A novel hierarchically structured wood-templated silica aerogel hybrid material was synthesized through sol impregnation and in situ gelation within a Norway spruce wood scaffold. Following chemical modification and supercritical drying of the microstructured gel phase, the desired hybrid wood–aerogel composite was obtained. The developed method presents a new route for efficient incorporation of highly mesoporous low-density silica aerogel into cellular biomaterial structures without the need for pretreatments to access the complex cellular level network. In-depth characterization using microtomography and electron microscopy revealed that the mesoporous silica aerogel filled the wood lumina to a very large extent, whereas no silica was deposited inside the wood cell walls.
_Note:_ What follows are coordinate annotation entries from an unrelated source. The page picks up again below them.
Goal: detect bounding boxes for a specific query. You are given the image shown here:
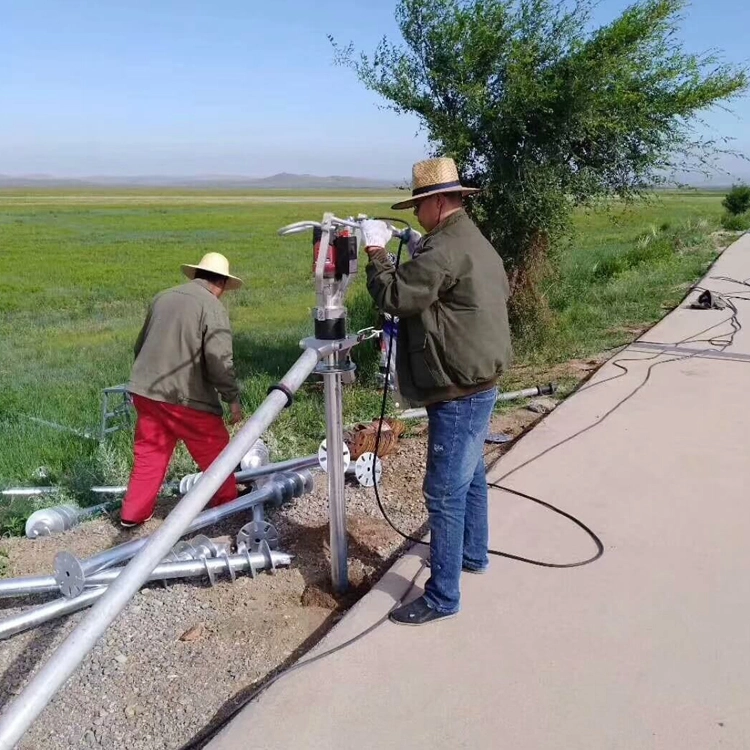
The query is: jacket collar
[190,279,214,297]
[425,208,467,239]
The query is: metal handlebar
[278,216,409,239]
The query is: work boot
[388,596,458,626]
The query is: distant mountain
[0,172,400,190]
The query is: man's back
[128,280,237,414]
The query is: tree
[721,185,750,216]
[331,0,748,324]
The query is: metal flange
[237,521,279,552]
[354,451,383,487]
[318,440,352,473]
[55,552,86,599]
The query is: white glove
[406,229,422,258]
[361,219,392,247]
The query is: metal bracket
[318,440,352,473]
[354,451,383,487]
[237,521,279,553]
[299,336,360,358]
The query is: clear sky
[0,0,750,179]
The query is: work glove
[362,219,392,247]
[406,229,422,259]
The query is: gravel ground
[0,409,540,750]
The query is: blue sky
[0,0,750,179]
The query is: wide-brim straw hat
[391,156,479,210]
[180,253,242,291]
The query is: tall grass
[0,193,721,531]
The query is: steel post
[323,354,349,592]
[0,347,324,750]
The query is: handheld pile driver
[278,213,411,592]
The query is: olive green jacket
[127,279,239,415]
[367,210,513,404]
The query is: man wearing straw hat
[362,158,512,625]
[120,253,242,528]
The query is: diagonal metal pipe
[0,472,317,598]
[0,341,328,750]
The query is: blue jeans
[422,388,497,614]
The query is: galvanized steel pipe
[0,472,317,598]
[0,550,292,640]
[0,342,324,750]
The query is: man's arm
[367,248,450,318]
[203,306,240,412]
[133,307,151,359]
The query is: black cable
[372,229,604,568]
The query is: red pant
[120,395,237,523]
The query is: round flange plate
[318,440,352,472]
[237,521,279,552]
[55,552,86,599]
[354,451,383,487]
[169,542,195,561]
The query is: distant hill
[0,172,403,190]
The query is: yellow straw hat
[391,156,479,210]
[180,253,242,291]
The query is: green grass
[0,191,732,530]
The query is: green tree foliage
[331,0,748,323]
[721,185,750,216]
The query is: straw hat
[391,156,479,210]
[180,253,242,291]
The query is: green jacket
[367,210,513,404]
[127,279,239,415]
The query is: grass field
[0,191,732,530]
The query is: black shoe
[388,596,458,625]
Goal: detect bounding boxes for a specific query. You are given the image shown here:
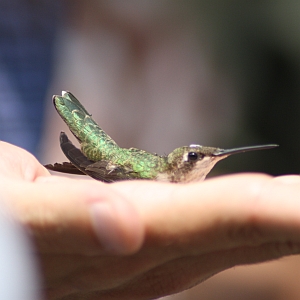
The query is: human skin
[0,142,300,300]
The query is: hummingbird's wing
[45,132,137,182]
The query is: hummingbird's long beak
[212,144,279,156]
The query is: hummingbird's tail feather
[53,92,119,161]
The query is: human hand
[0,144,300,299]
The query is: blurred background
[0,0,300,300]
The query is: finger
[0,141,50,181]
[114,174,300,255]
[4,179,143,255]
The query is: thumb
[2,176,144,255]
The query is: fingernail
[90,202,124,253]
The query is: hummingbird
[45,91,278,183]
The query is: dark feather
[45,132,137,182]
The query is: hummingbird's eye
[188,152,199,161]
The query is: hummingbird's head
[167,145,227,182]
[167,145,278,182]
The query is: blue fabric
[0,0,63,155]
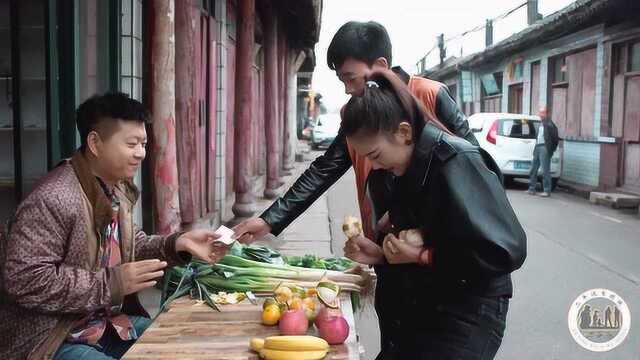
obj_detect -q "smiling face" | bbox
[347,122,414,176]
[86,119,147,183]
[336,58,389,96]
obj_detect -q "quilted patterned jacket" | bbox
[0,153,189,359]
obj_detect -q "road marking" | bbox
[589,211,622,224]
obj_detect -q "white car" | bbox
[311,113,341,150]
[469,113,562,187]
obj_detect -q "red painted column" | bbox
[231,0,255,222]
[264,4,280,199]
[147,0,180,234]
[282,43,293,175]
[175,0,200,223]
[277,24,287,175]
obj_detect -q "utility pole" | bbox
[438,34,447,65]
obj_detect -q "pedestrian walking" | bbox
[527,107,560,197]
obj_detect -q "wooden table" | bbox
[123,294,360,360]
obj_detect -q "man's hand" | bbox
[118,259,167,296]
[233,218,271,244]
[382,234,422,264]
[176,229,229,263]
[344,234,384,265]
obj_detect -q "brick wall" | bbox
[562,141,600,186]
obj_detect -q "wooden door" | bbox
[529,62,540,115]
[206,18,219,212]
[509,84,523,114]
[551,86,567,137]
[580,49,596,136]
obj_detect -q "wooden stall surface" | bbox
[123,294,360,360]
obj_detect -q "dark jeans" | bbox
[376,286,509,360]
[529,145,551,193]
[53,316,151,360]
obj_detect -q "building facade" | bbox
[0,0,322,233]
[423,0,640,194]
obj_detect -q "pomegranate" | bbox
[279,309,309,335]
[318,316,349,345]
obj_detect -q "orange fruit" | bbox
[289,297,303,310]
[302,298,316,310]
[262,305,281,325]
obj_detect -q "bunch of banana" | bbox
[250,335,329,360]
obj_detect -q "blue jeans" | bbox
[53,316,151,360]
[529,145,551,193]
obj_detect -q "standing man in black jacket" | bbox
[234,21,477,247]
[527,107,560,197]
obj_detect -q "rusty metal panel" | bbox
[529,62,540,115]
[624,76,640,141]
[624,144,640,188]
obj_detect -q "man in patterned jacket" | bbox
[0,93,227,359]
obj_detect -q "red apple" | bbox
[278,309,309,335]
[314,306,342,329]
[318,316,349,345]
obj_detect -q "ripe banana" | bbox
[264,335,329,351]
[249,338,264,352]
[260,348,327,360]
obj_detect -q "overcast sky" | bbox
[313,0,573,109]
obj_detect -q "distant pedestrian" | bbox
[591,310,602,328]
[604,306,613,328]
[580,305,591,329]
[527,107,560,197]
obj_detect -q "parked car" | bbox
[311,113,340,149]
[469,113,562,187]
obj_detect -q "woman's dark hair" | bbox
[342,70,451,140]
[76,92,151,151]
[327,21,391,70]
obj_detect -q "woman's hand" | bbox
[376,212,393,234]
[176,229,229,263]
[344,235,384,265]
[382,234,422,264]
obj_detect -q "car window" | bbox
[498,119,539,139]
[318,114,340,130]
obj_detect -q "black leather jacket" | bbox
[368,124,526,296]
[260,67,478,236]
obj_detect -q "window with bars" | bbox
[120,0,142,101]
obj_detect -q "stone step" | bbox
[589,191,640,209]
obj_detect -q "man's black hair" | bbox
[76,92,151,151]
[327,21,391,70]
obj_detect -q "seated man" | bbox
[0,93,227,359]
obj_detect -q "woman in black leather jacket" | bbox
[342,72,526,359]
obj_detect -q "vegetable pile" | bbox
[161,243,363,310]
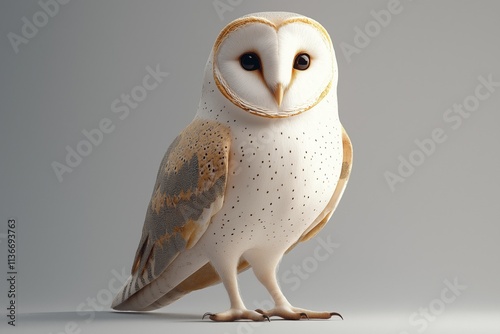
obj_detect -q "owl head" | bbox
[211,12,337,118]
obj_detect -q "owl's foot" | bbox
[202,308,270,321]
[255,306,344,320]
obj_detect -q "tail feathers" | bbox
[111,260,249,311]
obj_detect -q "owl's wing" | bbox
[287,127,352,248]
[117,119,231,299]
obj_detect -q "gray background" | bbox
[0,0,500,334]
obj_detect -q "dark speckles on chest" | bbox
[206,118,335,249]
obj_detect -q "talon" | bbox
[330,312,344,320]
[201,312,215,320]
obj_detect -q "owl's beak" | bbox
[274,83,283,107]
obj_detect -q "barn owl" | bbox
[112,12,352,321]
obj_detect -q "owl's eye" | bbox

The incorporation of the hydrophobic aerogel substructure within the wood microstructure resulted in an improved dimensional stability and reduced moisture retention of the hybrid material which may lead to improved durability at higher humidity. Furthermore, the super-insulating silica aerogel phase leads to lower thermal conductivity and total heat of combustion. This study is viewed as a proof of concept for the in situ preparation of natural bio template based hybrid aerogels, and will enable a new generation of multifunctional bioinspired materials with tailored physical properties and applications.